WHAT is the first lie you told that was parentally approved? Was it that you liked the multi-coloured socks that Granny gave you for Christmas? That your uncle’s disco dancing was cool? We learn to tell “white lies” from an early age so as to oil the rusty cogs of domestic sociability.
Dr Sam Harris is a philosopher and neuroscientist, and he does not approve. In The Truth About Children Who Lie (Radio 4, Tuesday of last week), he took the zero-tolerance approach: parents should never lie to their children, and should never approve of it in their children. And that means no Tooth Fairy, and no Santa Claus. His point is that we give mixed messages to our children about lying which are potentially damaging to their emotional development.
By contrast, the writer Ian Leslie is sanguine: you should celebrate a child’s first lie — it shows that he or she has evolved that sophisticated Theory of Mind which puts us ahead of the primates, although one might ask whether the first childhood lies, which entail saying no when the truthful answer would be yes, require anything more than a basic instinct for self-defence.
The guru when it comes to the academic study of mendacity is Dr Victoria Talwar, of McGill University. She has employed a “peeking-game” test to assess the trustworthiness of children from a variety of backgrounds, and her work appears to support the liberal line: children brought up never to lie are in fact much more likely to do so than those from whom it is occasionally allowed.
Another example of the adaptive potential of the psyche was examined last week in The History Hour (World Service, Saturday), which focused on so-called Stockholm Syndrome, and the episode that gave the phenomenon its name.
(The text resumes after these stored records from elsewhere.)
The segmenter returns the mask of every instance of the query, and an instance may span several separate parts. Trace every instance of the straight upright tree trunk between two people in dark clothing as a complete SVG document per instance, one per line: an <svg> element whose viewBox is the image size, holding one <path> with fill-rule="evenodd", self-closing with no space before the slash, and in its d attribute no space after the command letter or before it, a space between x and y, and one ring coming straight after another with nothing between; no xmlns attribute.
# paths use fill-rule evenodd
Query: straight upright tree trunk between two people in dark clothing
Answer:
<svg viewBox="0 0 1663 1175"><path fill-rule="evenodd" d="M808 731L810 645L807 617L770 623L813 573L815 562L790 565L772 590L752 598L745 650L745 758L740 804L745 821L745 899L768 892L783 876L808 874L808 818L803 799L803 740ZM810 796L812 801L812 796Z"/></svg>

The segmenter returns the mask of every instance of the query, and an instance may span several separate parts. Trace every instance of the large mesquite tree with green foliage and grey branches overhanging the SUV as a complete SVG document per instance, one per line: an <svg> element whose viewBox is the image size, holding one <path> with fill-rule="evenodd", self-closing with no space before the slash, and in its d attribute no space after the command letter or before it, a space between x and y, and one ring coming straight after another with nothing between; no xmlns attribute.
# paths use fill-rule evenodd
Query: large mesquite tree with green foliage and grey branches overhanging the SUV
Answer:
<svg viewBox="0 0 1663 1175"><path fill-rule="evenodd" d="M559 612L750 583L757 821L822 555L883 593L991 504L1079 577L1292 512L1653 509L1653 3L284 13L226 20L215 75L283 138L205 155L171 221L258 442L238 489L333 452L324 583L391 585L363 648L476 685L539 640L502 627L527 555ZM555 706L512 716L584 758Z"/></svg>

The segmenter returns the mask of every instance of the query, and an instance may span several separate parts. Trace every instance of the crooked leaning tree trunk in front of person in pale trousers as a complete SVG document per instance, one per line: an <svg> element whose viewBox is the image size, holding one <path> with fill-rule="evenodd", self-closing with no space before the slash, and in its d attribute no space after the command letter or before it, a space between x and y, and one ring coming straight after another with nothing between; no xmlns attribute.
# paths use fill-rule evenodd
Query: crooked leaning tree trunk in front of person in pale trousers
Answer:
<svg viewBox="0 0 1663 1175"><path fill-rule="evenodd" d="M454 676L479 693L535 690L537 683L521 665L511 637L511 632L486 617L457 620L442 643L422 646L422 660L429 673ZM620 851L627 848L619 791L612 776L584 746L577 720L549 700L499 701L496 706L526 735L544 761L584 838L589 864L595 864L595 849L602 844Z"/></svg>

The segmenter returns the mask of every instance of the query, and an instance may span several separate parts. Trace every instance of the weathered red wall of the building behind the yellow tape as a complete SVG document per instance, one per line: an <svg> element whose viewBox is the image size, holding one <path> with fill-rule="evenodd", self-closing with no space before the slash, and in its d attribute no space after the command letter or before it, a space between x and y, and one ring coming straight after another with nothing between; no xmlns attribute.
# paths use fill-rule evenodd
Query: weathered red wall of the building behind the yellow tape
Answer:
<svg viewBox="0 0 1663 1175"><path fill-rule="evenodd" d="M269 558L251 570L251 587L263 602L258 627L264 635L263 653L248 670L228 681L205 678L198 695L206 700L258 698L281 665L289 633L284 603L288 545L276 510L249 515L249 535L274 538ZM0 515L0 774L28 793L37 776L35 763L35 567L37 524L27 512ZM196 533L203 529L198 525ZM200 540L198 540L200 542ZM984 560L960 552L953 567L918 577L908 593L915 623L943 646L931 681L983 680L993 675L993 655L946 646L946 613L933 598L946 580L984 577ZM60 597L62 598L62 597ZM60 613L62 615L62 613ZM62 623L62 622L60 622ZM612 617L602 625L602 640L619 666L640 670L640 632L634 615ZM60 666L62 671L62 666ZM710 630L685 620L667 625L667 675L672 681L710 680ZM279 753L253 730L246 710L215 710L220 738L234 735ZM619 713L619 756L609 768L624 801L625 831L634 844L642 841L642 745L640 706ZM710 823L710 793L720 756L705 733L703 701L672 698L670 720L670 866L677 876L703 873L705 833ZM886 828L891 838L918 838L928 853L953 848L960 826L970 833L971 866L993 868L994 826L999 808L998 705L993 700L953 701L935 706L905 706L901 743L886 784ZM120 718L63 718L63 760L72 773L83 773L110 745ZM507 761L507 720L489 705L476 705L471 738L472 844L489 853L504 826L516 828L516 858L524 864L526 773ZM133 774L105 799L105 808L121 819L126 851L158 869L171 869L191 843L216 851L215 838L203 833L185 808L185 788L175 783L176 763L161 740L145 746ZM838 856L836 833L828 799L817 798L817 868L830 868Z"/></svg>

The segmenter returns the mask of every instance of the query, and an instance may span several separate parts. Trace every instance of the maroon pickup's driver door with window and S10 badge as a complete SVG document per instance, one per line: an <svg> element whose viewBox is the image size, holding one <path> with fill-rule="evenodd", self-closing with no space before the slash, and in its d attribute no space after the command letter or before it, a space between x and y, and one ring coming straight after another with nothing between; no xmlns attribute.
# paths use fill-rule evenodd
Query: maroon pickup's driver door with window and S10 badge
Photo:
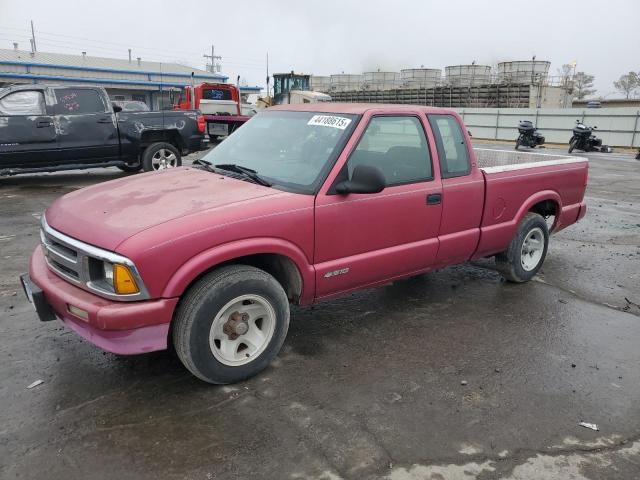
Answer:
<svg viewBox="0 0 640 480"><path fill-rule="evenodd" d="M387 187L337 194L332 186L318 195L317 298L424 271L435 261L442 185L434 180L424 122L418 114L370 116L332 185L362 164L379 168Z"/></svg>

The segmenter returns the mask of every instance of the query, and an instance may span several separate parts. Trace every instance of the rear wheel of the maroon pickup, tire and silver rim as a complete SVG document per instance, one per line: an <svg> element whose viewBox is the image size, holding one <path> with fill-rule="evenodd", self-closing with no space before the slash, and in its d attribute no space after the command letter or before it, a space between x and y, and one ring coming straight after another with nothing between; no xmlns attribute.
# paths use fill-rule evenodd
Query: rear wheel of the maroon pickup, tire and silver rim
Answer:
<svg viewBox="0 0 640 480"><path fill-rule="evenodd" d="M542 267L549 247L549 228L544 218L527 213L506 251L496 255L496 267L510 282L531 280Z"/></svg>

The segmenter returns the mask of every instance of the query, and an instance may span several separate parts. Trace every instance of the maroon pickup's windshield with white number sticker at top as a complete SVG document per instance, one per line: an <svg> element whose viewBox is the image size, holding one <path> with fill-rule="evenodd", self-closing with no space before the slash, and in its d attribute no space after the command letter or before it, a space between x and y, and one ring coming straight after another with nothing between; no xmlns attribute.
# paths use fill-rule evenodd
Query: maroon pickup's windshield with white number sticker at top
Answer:
<svg viewBox="0 0 640 480"><path fill-rule="evenodd" d="M265 111L209 152L212 165L250 168L272 187L313 194L333 166L357 115Z"/></svg>

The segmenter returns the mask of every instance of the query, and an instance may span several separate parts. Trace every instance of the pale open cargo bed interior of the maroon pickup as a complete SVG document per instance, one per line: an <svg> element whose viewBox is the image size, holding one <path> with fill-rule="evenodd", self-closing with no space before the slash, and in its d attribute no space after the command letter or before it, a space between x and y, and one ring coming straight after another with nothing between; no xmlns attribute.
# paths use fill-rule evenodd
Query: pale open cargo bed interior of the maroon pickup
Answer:
<svg viewBox="0 0 640 480"><path fill-rule="evenodd" d="M584 157L571 155L552 155L518 150L492 150L488 148L474 148L474 151L478 168L488 174L535 167L588 163L588 160Z"/></svg>

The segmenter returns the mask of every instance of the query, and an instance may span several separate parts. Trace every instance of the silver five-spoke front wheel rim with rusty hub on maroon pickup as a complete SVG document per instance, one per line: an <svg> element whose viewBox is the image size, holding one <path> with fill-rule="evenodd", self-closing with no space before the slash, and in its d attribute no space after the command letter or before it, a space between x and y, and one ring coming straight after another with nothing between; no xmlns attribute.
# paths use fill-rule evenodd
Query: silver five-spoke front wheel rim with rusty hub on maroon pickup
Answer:
<svg viewBox="0 0 640 480"><path fill-rule="evenodd" d="M275 309L267 299L259 295L236 297L213 319L209 348L224 365L246 365L265 351L275 325Z"/></svg>

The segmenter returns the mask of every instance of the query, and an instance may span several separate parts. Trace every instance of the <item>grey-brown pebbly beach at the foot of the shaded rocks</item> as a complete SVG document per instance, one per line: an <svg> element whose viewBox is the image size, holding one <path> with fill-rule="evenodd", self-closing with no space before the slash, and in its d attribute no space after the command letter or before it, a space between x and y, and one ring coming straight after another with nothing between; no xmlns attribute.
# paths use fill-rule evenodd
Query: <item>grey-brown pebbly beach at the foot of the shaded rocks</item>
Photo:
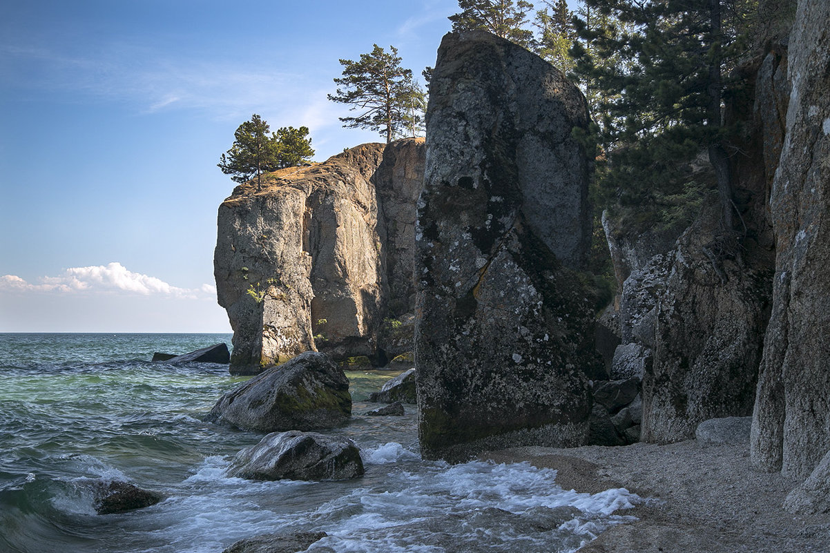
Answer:
<svg viewBox="0 0 830 553"><path fill-rule="evenodd" d="M752 470L748 443L531 446L480 458L554 468L564 489L596 493L625 487L640 497L662 500L625 511L637 521L609 528L580 552L821 553L830 544L830 514L784 511L784 497L800 482L780 472Z"/></svg>

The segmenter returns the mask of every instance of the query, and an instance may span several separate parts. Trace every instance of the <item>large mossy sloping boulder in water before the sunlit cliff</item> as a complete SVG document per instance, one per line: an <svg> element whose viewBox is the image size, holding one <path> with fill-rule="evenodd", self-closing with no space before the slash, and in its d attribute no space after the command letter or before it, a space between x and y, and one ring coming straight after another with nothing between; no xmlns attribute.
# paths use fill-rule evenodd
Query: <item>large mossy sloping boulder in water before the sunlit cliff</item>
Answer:
<svg viewBox="0 0 830 553"><path fill-rule="evenodd" d="M332 428L349 420L349 380L328 355L306 352L232 389L207 420L274 432Z"/></svg>

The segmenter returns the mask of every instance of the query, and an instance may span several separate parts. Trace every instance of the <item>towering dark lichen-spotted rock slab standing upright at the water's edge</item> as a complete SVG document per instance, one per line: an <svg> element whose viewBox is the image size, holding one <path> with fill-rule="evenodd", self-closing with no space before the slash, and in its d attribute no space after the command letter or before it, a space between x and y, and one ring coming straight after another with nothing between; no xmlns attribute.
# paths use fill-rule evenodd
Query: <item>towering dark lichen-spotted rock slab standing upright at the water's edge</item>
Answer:
<svg viewBox="0 0 830 553"><path fill-rule="evenodd" d="M540 57L444 37L415 238L425 458L588 437L589 163L571 135L587 125L583 95Z"/></svg>

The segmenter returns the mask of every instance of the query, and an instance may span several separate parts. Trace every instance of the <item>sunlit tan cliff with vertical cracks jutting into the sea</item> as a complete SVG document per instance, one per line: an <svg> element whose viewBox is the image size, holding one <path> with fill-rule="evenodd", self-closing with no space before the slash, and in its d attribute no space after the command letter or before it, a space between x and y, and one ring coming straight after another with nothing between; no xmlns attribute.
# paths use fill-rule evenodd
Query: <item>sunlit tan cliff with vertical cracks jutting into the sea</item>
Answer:
<svg viewBox="0 0 830 553"><path fill-rule="evenodd" d="M239 186L222 203L214 275L234 332L232 372L307 350L376 354L388 297L403 306L393 316L413 305L407 237L422 159L422 139L364 144L269 174L261 192Z"/></svg>

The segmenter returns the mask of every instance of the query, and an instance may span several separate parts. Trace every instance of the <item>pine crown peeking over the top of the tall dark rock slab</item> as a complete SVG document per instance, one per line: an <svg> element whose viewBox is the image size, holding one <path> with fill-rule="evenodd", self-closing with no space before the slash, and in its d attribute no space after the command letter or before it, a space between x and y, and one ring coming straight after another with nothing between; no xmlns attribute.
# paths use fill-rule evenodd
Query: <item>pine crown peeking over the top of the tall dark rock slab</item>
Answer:
<svg viewBox="0 0 830 553"><path fill-rule="evenodd" d="M489 31L525 48L533 45L533 32L524 28L533 4L526 0L458 0L461 12L448 17L453 32Z"/></svg>

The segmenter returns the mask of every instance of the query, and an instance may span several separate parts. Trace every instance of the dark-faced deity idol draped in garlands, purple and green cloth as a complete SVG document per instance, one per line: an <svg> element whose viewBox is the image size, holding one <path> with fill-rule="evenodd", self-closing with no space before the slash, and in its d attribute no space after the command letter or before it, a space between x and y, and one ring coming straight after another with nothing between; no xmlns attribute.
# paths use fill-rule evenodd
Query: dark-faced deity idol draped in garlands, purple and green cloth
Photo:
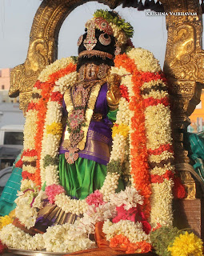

In August 1973, a violent bank robbery in the Swedish capital morphed into a siege, during which several hostages were held. During the six-day stand-off, a number of the prisoners formed strong emotional attachments to their captors, which lasted for many years.
We heard from the hostage Kristin Enmark, whose criticism of police tactics during the siege so shook the public. Her moment of greatest collusion came when, in an attempt to show that they were serious about committing violence, the captors threatened to shoot a fellow hostage in the leg. Kristin’s words of encouragement were: “But Sven, it’s only in the leg.”
In the end, they did not shoot Sven in the leg, and the siege ended without significant injury; and it prompts the question why the behaviour of Kristin and her comrades should be seen as so peculiar, when their “strategy” of appeasement succeeded.
Radio 4 ran a peculiar series of interviews last week, in which one of the interlocutors was dead. Unforgettable (weekdays) enables the living and the dead one last encounter, through the genius of the producer, Adam Fowler, and some clever manipulation of archive material. I am pleased to report that at least Mary Whitehouse (Tuesday’s interviewee) is just as difficult beyond the grave as she was this side of it.